AMD/ROCm support for qwen3-8b-m2po-full + H100 cross-platform verification by ChangyiYang · Pull Request #19 · Infini-AI-Lab/astraflow

ChangyiYang · 2026-06-17T22:39:52Z

Brings the examples/math/qwen3-8b-m2po-full recipe up on AMD MI300/MI325
(ROCm / gfx942) and verifies training dynamics match the known-good
NVIDIA H100 run.

Summary

ROCm Docker image (docker/Dockerfile.rocm + docker/rocm/*)
layered on the official SGLang ROCm image, with constraints to keep
pip from pulling CUDA wheels over the base image's torch/sglang.
Code adaptations for ROCm:
- astraflow/train_worker/platforms/__init__.py: detect ROCm via
  torch.version.hip and return CudaPlatform (ROCm exposes AMD GPUs
  through torch.cuda).
- astraflow/train_worker/utils/functional/vocab_parallel.py: fall
  back to eager for _gather_logprobs* on ROCm (inductor codegen of
  those reductions crashes on gfx942 / torch 2.9 with a masked
  InductorError). Override via ASTRAFLOW_FORCE_TORCH_COMPILE.
Triton-AMD flash-attn for the trainer
(FLASH_ATTENTION_TRITON_AMD_ENABLE=TRUE pip install flash-attn==2.8.3 --no-build-isolation). The recipe's default
attn_impl=flash_attention_2 works as-is — no sdpa override.
Launchers:
- examples/math/qwen3-8b-m2po-full/scripts/run_qwen3-8b-m2po-full_amd.sh
  (docker-run wrapper)
- examples/math/qwen3-8b-m2po-full/scripts/run_h100_smoke.slurm and
  run_h100_50step.slurm (NVIDIA reference)
- examples/_common/build_astraflow_rocm.sh for enroot/pyxis clusters.

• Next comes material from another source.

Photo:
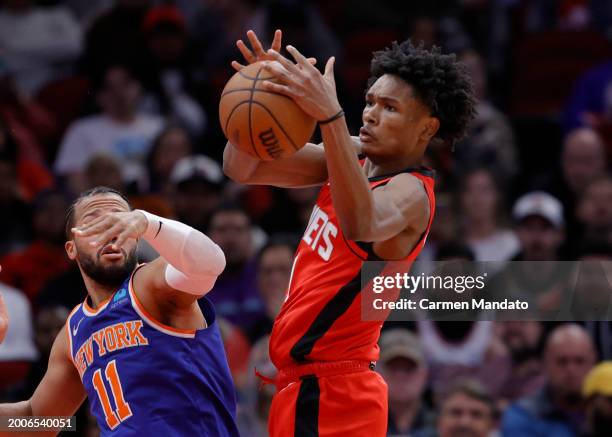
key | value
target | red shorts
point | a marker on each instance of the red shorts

Why the flash-attn detail matters

AstraFlow's FSDP engine packs multiple sequences into one microbatch and
passes per-sequence boundaries via cu_seq_lens_q/k with
attention_mask=None (fsdp_engine.py:1203). Only transformers'
flash_attention_2 path consumes those cu_seqlens to keep attention
inside each sub-sequence. Under sdpa (the obvious fallback when
flash-attn isn't installed), the kwargs are ignored and a single causal
mask spans the whole packed buffer → packed sub-sequences attend across
boundaries → trainer-recomputed logits are systematically wrong.

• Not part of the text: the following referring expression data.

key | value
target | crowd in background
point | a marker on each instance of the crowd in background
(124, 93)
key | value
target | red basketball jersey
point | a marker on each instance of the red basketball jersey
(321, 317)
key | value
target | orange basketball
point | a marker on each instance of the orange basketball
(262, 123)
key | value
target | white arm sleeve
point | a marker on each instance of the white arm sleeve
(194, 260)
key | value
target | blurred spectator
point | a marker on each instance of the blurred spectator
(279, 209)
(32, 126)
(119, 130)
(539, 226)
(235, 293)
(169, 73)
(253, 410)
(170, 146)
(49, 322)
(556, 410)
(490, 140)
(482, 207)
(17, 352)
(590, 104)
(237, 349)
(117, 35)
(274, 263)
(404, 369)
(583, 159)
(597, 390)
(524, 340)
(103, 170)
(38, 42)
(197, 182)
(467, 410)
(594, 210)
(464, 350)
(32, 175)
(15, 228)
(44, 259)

At step 1 (same weights as the rollout, so old_logp ≈ new_logp
should hold):

metric	AMD broken (`sdpa`)	AMD fixed (`fa2`)	H100 ref
`importance_weight/avg`	0.41	0.9996	1.0000
`importance_weight/max`	up to 1.5e5	6.6	2.8
`approx_kl/avg`	−3.0	−0.0035	−0.0006
`m2po_mean_m2`	~17	0.0083	0.0022

Even though reward (from the rollout itself) looked superficially fine,
the importance ratios fed into M2PO were garbage and the policy gradient
was effectively broken. On ROCm, flash_attention_2 is therefore a
correctness requirement, not a perf option, whenever the trainer packs
sequences.

Result: AMD now tracks H100

50-step side-by-side, identical config (eval freq 10, recover off):

eval avg@4 (math500 | amc | aime24 | minerva):

step	AMD-fixed	H100
10	85.5 / 51.4 / 26.7 / 40.6	85.7 / 51.7 / 29.8 / 40.9
20	87.1 / 55.7 / 32.1 / 39.4	86.6 / 54.7 / 32.5 / 41.4
30	87.9 / 60.7 / 36.5 / 42.2	86.7 / 55.6 / 28.5 / 41.4

Per-step (1–30) means:

run	reward_mean	seq_len start → end	IW_avg
AMD-fixed	0.577	2142 → 1930	1.0000
H100	0.534	2168 → 2152	1.0000
AMD-broken (sdpa)	0.641	1364 → 1364	0.626

Both runs sit on essentially the same eval curve (math500 85→88,
amc 51→60, aime24 27→36); the broken AMD run is clearly separable
(IW 0.63, length stuck at 1364, eval flat).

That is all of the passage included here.